The Linux HA cluster for RedHat and CentOS 7 is very different from the one for the previous versions. It is based on projects very popular opensource as pacemaker and corosync. All operations on the cluster, including installation and configuration, resource management and administrative tasks are made using one command as root, pcs (pacemaker configuration system).
HA Cluster Basics
A cluster is two or more computers (called nodes or members) that work together to perform a task. There are four major types of clusters:
- High availability - Storage - Load balancing - High performance
High availability (HA) clusters provide highly available services by eliminating single points of failure and by failing over services from one cluster node to another in case a node becomes inoperative. A high availability cluster must maintain data integrity as one cluster node takes over control of a service from another cluster node. Node failures in a high availability cluster are not visible from clients outside the cluster. The RedHat Enterprise Linjux High Availability Add-On provides high availability clustering through its High Availability Service Management component, Pacemaker.
The cluster infrastructure performs the following functions: Cluster management, Lock management, Fencing, Cluster configuration management.
In order to maintain cluster integrity and availability, cluster systems use a concept known as quorum to prevent data corruption and loss. A cluster has quorum when more than half of the cluster nodes are online. To mitigate the chance of data corruption due to failure, Pacemaker by default stops all resources if the cluster does not have quorum. Quorum is established using a voting system. When a cluster node does not function as it should or loses communication with the rest of the cluster, the majority working nodes can vote to isolate and, if needed, fence the node for servicing.
In a cluster system, there can be many nodes working on several pieces of vital production data. Nodes in a busy, multi-node cluster could begin to act erratically or become unavailable, prompting action by administrators. The problems caused by errant cluster nodes can be mitigated by establishing a fencing policy. Fencing is the disconnection of a node from the cluster's shared storage. Fencing cuts off I/O from shared storage, thus ensuring data integrity. The cluster infrastructure performs fencing through the STONITH facility.

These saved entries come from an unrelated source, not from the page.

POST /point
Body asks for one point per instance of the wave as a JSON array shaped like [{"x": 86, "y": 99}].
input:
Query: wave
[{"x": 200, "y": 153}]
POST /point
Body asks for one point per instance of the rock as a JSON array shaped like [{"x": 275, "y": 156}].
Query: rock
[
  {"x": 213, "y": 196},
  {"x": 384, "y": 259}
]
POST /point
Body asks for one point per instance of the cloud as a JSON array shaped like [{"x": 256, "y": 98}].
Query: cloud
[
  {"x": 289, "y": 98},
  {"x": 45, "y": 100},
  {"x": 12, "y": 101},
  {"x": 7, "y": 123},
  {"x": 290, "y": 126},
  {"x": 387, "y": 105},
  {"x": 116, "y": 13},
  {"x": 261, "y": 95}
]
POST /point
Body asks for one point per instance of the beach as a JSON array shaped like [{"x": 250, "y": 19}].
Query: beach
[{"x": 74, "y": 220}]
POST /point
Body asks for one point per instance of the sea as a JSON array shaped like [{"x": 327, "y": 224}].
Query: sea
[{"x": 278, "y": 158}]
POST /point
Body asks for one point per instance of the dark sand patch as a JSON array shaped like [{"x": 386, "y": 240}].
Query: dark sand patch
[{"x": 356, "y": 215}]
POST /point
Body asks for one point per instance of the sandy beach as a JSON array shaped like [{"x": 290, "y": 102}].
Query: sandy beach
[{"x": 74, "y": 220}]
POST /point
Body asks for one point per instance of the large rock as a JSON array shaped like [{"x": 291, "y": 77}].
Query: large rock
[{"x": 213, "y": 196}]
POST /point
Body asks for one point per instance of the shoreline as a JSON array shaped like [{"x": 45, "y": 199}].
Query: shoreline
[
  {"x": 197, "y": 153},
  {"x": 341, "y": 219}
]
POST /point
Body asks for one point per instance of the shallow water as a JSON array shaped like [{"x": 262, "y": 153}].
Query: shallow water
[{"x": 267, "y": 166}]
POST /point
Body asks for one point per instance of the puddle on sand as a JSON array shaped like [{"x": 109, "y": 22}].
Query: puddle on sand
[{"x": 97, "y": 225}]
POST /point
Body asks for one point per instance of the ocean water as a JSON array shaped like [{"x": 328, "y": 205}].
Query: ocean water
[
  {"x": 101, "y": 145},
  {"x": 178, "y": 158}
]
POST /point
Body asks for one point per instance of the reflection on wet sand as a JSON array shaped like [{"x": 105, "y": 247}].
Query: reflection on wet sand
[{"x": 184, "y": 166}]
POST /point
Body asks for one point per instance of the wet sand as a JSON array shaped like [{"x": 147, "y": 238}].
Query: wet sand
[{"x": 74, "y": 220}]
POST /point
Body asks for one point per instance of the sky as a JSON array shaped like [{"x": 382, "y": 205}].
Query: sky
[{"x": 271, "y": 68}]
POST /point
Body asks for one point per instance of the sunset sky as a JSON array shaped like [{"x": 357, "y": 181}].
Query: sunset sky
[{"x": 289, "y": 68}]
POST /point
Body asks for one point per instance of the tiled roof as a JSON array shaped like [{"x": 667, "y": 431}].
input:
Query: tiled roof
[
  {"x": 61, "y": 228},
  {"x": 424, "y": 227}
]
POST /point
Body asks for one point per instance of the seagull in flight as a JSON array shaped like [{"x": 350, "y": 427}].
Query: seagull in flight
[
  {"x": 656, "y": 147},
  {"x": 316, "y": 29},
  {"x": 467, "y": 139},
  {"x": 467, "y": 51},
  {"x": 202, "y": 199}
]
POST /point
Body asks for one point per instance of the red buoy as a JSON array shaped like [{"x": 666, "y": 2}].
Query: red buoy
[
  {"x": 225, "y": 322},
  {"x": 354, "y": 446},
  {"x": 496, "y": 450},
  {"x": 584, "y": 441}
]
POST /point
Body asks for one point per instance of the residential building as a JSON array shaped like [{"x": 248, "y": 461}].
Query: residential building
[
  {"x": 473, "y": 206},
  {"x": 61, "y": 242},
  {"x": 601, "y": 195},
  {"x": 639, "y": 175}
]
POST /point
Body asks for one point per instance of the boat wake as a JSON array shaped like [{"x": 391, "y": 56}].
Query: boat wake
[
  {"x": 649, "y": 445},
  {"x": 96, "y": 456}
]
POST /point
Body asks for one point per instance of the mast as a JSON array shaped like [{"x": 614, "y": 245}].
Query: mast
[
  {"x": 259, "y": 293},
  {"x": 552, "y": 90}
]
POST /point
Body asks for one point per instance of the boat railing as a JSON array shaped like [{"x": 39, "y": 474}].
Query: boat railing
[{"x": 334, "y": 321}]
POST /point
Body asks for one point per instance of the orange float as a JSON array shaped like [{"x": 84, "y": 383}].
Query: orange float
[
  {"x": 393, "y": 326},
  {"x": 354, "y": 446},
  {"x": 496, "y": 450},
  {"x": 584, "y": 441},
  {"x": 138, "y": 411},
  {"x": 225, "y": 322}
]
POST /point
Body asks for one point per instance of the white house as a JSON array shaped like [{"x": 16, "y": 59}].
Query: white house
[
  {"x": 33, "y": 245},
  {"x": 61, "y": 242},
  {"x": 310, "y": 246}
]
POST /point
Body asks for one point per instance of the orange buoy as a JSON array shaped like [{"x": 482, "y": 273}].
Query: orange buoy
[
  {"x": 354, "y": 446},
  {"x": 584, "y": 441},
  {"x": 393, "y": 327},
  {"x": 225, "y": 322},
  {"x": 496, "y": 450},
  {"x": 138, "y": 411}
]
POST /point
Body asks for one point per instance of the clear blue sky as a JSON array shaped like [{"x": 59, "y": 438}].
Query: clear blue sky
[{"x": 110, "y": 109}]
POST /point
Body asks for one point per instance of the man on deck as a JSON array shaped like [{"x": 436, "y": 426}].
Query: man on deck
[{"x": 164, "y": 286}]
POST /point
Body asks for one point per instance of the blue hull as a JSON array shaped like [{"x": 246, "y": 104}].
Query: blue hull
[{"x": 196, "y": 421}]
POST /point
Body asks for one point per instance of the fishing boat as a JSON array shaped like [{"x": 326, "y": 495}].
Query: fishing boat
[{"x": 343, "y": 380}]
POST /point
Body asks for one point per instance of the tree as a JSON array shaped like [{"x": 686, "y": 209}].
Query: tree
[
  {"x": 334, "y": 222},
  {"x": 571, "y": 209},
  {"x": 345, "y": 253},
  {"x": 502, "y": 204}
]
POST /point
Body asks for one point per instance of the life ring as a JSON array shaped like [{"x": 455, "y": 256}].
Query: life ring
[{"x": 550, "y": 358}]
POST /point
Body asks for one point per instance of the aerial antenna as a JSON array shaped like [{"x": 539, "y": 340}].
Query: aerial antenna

Shoot the Other Node in the Head (STONITH) acts as a cluster resource in Pacemaker that processes fence requests, forcefully powering down nodes and removing them from the cluster to ensure data integrity. It's often deployed in conjunction with a power switch, or an integrated remote management board, or others fence devices, managed by fence agents.
Redhat Cluster Core Components:
Resource Manager - Pacemaker provides the brain that processes and reacts to events regarding the cluster (nodes joining or leaving, failures, maintenance and scheduled activities). Pacemaker reacts moving resources, stopping nodes and even forcing shutdown.
Low-level infrastructure - Corosync provide reliable messaging, membership and quorum information about the cluster.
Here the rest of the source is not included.